Abschreckung nutzt sich ab

  • Die Klagewellen der Musikindustrie laufen ins Leere

    Die internationale Musikindustrie hat derzeit zwei besonders schmerzhafte Tiefschläge zu verkraften. Erstens nimmt die Zahl der Tauschbörsennutzer trotz der vor allem in den USA nicht abebben wollenden Klagewellen wieder zu. Und zweitens kursieren derzeit zwei wichtige Umsatzbringer schon vor ihrer offiziellen Veröffentlichung im Netz.


    Sowohl die neue Eminem-CD "Encore" als auch das nagelneue U2-Album "How to Dismantle an Atomic Bomb" sind bereits über die einschlägigen Tauschbörsen zu haben. Musiker, Management und Plattenfirmen planen jetzt, die Veröffentlichung der beiden äußerst umsatzträchtigen Werke vorzuziehen.


    Die Marketingmaschine wird angeworfen


    Bevor umsatzträchtige Bands ein neues Album auf den Markt werfen, wird eine groß angelegte Marketingkampagne gestartet. Musik ist eben ein Produkt, das massiv beworben werden will, soll es sich massiv verkaufen. Plattenfirma und Künstler wollen sicherstellen, dass auch der allerletzte Musikfan erfährt, wie "sensationell gut" das neue Album der XYZ-Band ist, sowie wann, wie und wo er das "geniale" Album käuflich erwerben kann.

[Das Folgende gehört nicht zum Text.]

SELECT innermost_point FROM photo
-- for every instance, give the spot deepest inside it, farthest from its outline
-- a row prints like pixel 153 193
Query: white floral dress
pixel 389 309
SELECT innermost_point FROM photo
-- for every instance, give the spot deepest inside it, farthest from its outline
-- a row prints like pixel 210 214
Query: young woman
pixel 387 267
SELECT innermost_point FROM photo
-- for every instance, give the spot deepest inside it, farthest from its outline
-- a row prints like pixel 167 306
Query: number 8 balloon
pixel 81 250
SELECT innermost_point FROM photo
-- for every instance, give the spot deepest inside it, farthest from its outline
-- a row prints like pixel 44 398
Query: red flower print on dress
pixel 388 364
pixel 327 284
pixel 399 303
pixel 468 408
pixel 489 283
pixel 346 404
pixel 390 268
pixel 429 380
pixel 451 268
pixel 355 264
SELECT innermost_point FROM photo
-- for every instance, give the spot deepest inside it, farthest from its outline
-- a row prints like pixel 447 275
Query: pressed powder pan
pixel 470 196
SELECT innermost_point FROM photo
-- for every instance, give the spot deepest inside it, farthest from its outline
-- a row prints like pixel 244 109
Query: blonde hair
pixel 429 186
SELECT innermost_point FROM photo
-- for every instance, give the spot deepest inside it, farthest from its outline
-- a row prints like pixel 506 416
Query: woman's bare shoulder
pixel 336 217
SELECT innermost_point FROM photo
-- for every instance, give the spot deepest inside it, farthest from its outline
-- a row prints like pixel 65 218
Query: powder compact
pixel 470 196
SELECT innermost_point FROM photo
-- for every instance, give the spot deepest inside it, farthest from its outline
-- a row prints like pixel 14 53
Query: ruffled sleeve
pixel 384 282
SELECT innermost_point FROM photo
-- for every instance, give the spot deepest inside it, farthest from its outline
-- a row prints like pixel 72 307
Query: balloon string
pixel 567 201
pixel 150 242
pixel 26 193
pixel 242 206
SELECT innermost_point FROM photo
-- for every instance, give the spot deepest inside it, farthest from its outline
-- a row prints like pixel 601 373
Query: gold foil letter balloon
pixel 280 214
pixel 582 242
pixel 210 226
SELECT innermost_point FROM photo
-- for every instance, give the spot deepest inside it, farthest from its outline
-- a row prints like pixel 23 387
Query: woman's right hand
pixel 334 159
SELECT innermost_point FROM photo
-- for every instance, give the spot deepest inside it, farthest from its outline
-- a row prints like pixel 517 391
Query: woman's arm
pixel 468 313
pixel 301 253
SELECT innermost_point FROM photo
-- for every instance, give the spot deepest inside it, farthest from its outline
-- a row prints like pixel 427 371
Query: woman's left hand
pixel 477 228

    Es werden Anzeigen in Musikzeitschriften geschaltet, die Band-Webseite bekommt ein Update, Pressetermine werden anberaumt, Interviewtermine sind verfügbar, und die Band tourt durch die wichtigsten einschlägigen Fernsehsendungen, um ihre neue CD zu promoten. Im Falle der neuesten CD der irischen Altherren-Erfolgsrocker von U2 wurde diese nicht gerade billige PR-Kampagne noch um einige Umdrehungen höher als sonst üblich geschraubt.


    U2 und Apple bewerben sich gegenseitig


    Plattenfirma Interscope, U2-Management und Computerfirma Apple hatten hinter zunächst fest verschlossenen Türen eine enge Zusammenarbeit vereinbart, um die Produkte "Neues U2-Album" sowie "Ipod" und "Itunes Music Store" wechselseitig zu bewerben.

    Wie in solchen Fällen üblich, sickerten bald die ersten Gerüchte durch. Apple und U2 waren darüber vermutlich keineswegs unglücklich. Denn solche Gerüchte bedeuten schließlich eine kostenlose Extraportion Werbung.

    Anschließend kam der erste offizielle Paukenschlag: Die neue U2-Single erschien exklusiv zunächst nur in Apples Online-Musikladen, während die Band gleichzeitig in einem Werbeclip für sich selbst und Apples Ipod die Werbetrommel rührte. Die strategische Zusammenarbeit zwischen Apple und U2 war damit allerdings noch nicht beendet. In einer groß angekündigten Apple-Promotion-Veranstaltung wurde der neue U2-Ipod vorgestellt, auf dem das neueste U2-Album gleich vorinstalliert wird – Kostenpunkt 349 US-Dollar, Liefertermin Ende November, denn das offizielle Veröffentlichungsdatum der neuen U2-CD war in Europa auf den 22.11., in den USA auf den 23.11. gelegt worden.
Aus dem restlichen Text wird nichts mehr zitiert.